My point is this: No matter how often you meet someone, you can't ever know who they're going to be. Flirty, frosty, charming, churlish – we are all of those and more. That's a subtext in Third Person, and it turned out to be pretty much the whole text of this interview.
Haggis didn't exactly relax the situation. He's 61, well-dressed, with a smooth scalp and a short beard. The founder of the non-profit Artists for Peace and Justice – whose aim is to help impoverished communities, especially in Haiti – he's also a former Scientologist who now speaks out against the organization. In person, he has a brusque, "don't screw with me" manner. If he's a tad arrogant, well, writing two best-picture Oscar winners back to back (Million Dollar Baby in 2004, followed by Crash in 2005, which he also directed), as well as two Bond films, can do that to one.
Third Person began three years and countless drafts ago, said Haggis, who's in his second marriage: "Having had a few complex relationships, I started asking myself, 'What do you do when you fall in love with an impossible person? How do we choose whom to love?' The movie is fiction, but all the terrible things the characters are feeling are things I've felt. You can't recognize me – maybe a bit in Franco's character, because he's a son of a bitch." He laughed. "But all the characters are aspects of me, and all of them illustrate deep questions I have about relationships."
He rhymed off a list: What happens when you trust someone who's not trustworthy? If you damn a person, does he become damnable? What happens after you get someone to truly open up to you – do you change her into someone you no longer love? (By the way, these are also questions the celebrity interviewer asks herself – but I was still sweaty from the elevator, so I didn't pipe up about that.)
"When Paul sent me the script, I thought, 'He's bloody brave; I'm in action movies these days,'" Neeson said, suddenly modest, referring to his many franchises, including Taken, Star Wars and Clash of the Titans. I asked why he's focusing on action films.

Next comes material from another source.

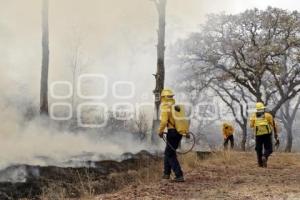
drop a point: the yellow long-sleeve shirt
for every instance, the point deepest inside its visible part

He mimed being on the phone, discussing a deal: "How much?" he asked, then grinned and said, "Okay!" (This from the man who was miffed that I wrote about his fee.)
"But this character [in Third Person] is scared, intelligent, guilt-ridden," Neeson continued, serious again. "A man trying to get over a horrible tragedy. In writing his novel, he's trying to comprehend his guilt and grief. I thought, 'Maybe I can relate to this.' Because, listen, my wife died a few years ago, everybody knows that." (His wife, the actress Natasha Richardson, died after a skiing accident in Quebec.) "I'm still dealing with that, that's an absolute fact. We carry our lives about, we just do."
"I couldn't possibly write a novel," Haggis chimed in. "I can write a screenplay – a damn good one, I hope – but I can't do what real writers do."
"Paul was always putting the props of a writer around me – the cigarettes, the pills, the booze," Neeson said. "The guy knows."
"Well, you don't want the pills too far away," Haggis said.
Back in the elevator, my head spinning over cold/warm Neeson and curt/jokey Haggis, I could have used those pills. If one point of Third Person is that, even after years together, you can't fully know a person, then how can you hope to sum them up after 15 minutes? You can't. You have to just write down what happens.